The "gawk '{ $3 = strtonum($3); print }'" does exacly what I want - unbelievable that it was so simple!
One small thing has left over: the gawk changes the TABs of the input file into spaces. I guess there is one more simple trick to keep the TABs?

Best regards,

Chris

grail · 09-25-2011, 04:34 AM

You will need to set the OFS to tab:

Code:

awk '$3 = strtonum($3)' OFS="\t" file

Nominal Animal · 09-25-2011, 02:17 PM

Grail is quite correct. Here is a more complex solution, though.

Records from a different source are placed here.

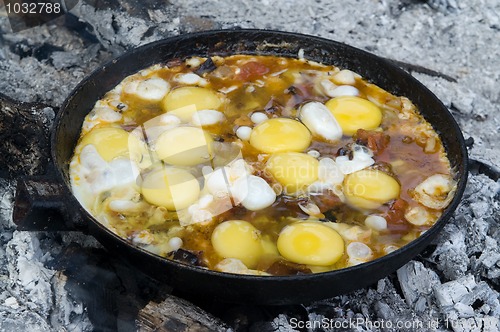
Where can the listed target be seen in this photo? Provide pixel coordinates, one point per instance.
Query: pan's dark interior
(273, 290)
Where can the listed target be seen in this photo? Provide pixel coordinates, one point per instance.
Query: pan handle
(42, 203)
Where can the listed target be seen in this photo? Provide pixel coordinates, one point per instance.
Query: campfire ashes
(60, 280)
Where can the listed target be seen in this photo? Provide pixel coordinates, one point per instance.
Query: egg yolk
(293, 170)
(238, 239)
(184, 102)
(170, 187)
(280, 135)
(369, 189)
(310, 243)
(184, 146)
(114, 142)
(353, 113)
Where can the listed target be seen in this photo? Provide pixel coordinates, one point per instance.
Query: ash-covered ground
(452, 46)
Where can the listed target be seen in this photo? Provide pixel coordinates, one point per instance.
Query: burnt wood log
(176, 315)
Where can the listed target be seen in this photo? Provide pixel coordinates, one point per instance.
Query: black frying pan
(255, 289)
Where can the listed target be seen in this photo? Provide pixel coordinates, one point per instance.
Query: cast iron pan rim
(368, 265)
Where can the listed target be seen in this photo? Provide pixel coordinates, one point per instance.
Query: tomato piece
(252, 70)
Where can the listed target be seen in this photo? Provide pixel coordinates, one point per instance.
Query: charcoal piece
(24, 127)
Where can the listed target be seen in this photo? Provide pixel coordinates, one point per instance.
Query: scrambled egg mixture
(260, 165)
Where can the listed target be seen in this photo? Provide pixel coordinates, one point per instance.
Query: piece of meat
(326, 201)
(252, 70)
(396, 212)
(374, 140)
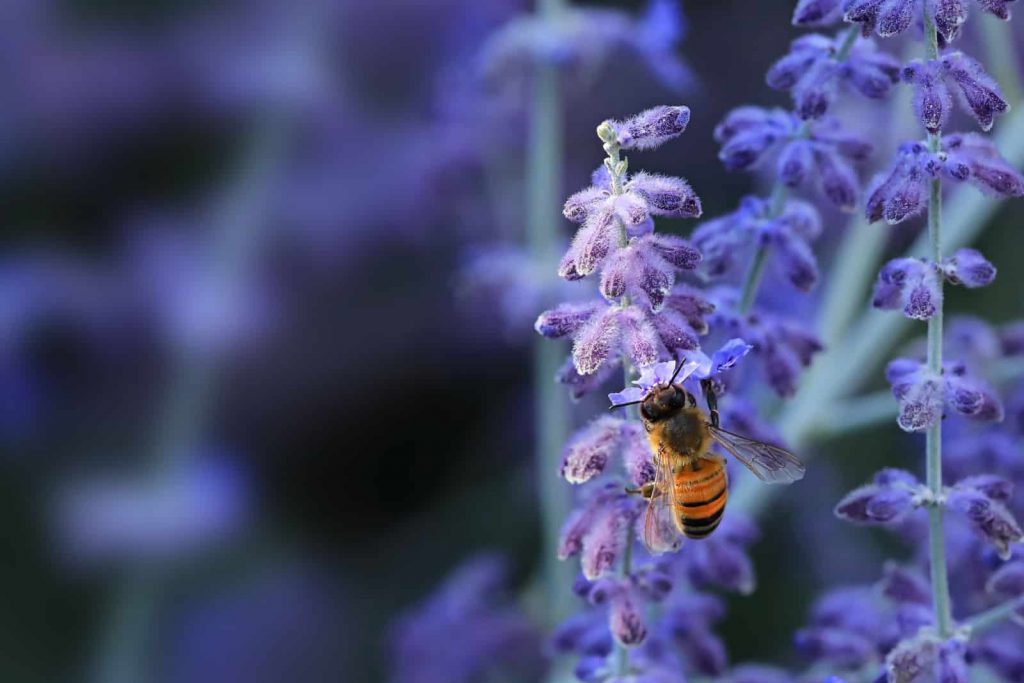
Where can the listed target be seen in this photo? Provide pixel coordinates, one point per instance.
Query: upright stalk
(544, 165)
(933, 437)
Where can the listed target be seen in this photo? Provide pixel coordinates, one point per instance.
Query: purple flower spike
(589, 451)
(988, 517)
(910, 659)
(900, 193)
(811, 73)
(604, 541)
(666, 196)
(565, 318)
(948, 16)
(996, 7)
(626, 620)
(879, 503)
(989, 172)
(932, 99)
(970, 268)
(651, 128)
(596, 340)
(637, 455)
(817, 13)
(920, 394)
(908, 284)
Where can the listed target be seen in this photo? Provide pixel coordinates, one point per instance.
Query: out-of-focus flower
(159, 518)
(849, 628)
(892, 495)
(293, 611)
(467, 630)
(581, 41)
(901, 191)
(755, 223)
(812, 74)
(890, 17)
(782, 345)
(820, 150)
(913, 285)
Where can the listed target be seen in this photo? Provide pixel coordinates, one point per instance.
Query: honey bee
(690, 479)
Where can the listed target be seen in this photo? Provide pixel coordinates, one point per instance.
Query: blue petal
(729, 355)
(627, 395)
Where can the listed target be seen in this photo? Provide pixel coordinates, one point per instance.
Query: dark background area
(377, 422)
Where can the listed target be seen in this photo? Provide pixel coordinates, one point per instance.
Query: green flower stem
(622, 651)
(545, 160)
(876, 409)
(856, 357)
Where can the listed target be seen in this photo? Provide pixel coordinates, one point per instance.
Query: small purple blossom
(886, 501)
(583, 41)
(750, 134)
(651, 128)
(588, 453)
(923, 394)
(901, 191)
(696, 366)
(849, 628)
(911, 285)
(812, 74)
(889, 17)
(723, 240)
(781, 344)
(936, 81)
(983, 507)
(817, 13)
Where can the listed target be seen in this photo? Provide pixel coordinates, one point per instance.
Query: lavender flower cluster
(647, 611)
(938, 625)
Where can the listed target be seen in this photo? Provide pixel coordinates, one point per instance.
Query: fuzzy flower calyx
(901, 191)
(812, 72)
(923, 395)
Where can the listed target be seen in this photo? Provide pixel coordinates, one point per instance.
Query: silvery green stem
(875, 409)
(933, 437)
(180, 420)
(623, 652)
(551, 419)
(873, 335)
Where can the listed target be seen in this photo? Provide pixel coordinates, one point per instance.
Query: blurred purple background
(252, 407)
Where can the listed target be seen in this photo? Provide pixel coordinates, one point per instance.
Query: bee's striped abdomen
(700, 497)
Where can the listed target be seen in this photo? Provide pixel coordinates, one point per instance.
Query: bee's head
(662, 401)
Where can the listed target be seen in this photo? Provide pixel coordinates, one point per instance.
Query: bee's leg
(646, 491)
(712, 401)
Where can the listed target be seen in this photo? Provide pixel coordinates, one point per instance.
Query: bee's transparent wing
(659, 535)
(769, 463)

When you have both spaces and tabs as field separators, and you'd prefer to keep them exactly as-is, you can use a regular expression to replace just the bit you want (using gensub()). Here is an example for ChrisF682's case:

Code:

gawk '
 BEGIN { RS="(\n|\r|\n\r|\r\n)"
         FS="[\t\v\f ]+"
       }

       { if ($3 ~ /^0[Xx]/)
             value = strtonum($3)
         else
             value = strtonum("0x" $3)
         line = $0
         line = gensub(/([\t\v\f ]*)[^\t\v\f ]+/, "\\1" value, 3, line)
         printf("%s%s", line, RT)
       }

     ' input-file > output-file

I prefer to put setting the record (line) and field separators in a BEGIN rule; I think it is clearer this way. This one supports all newline conventions (Unix, old Mac, weird, and DOS, respectively). The field separator accepts any number of consecutive tabs, vertical tabs, formfeeds, and spaces as a single field separator. Although GNU awk supports character classes, they depend on the locale; I like to spell out exactly what I want.

The record rule starts very much like before. The decimal value of the third field is stored in variable value.

The variable line is initialized to contain the entire record (without the newline at end), exactly as gawk read it.

The gensub() replaces the third match of (possible field separator and some field contents) with (the same field separator and the converted decimal value). Really, it does all the hard work here. If there is no third match, it changes nothing.

If you want to modify multiple fields at once, I intentionally wrote the scriptlet so that you can just duplicate (and modify) the gensub() line.

The printf line prints the possibly modified record, but also the same newline gawk saw, RT. If you want the output to use Unix newlines, you can change the printf line to printf("%s\n", line) instead.

To remind that this gawk scriptlet works on the third field of each input record (line), I bolded the 3's. If you were to change all four occurrences to say 1, it would work on the first field instead.

Note that the scriptlet assumes that if a record (line) begins with whitespace, that whitespace is just indentation. It does NOT mean that the first field is empty. However, this is just how awk normally works, so it should not be a surprise to anyone.

I hope you find this useful, or at least interesting.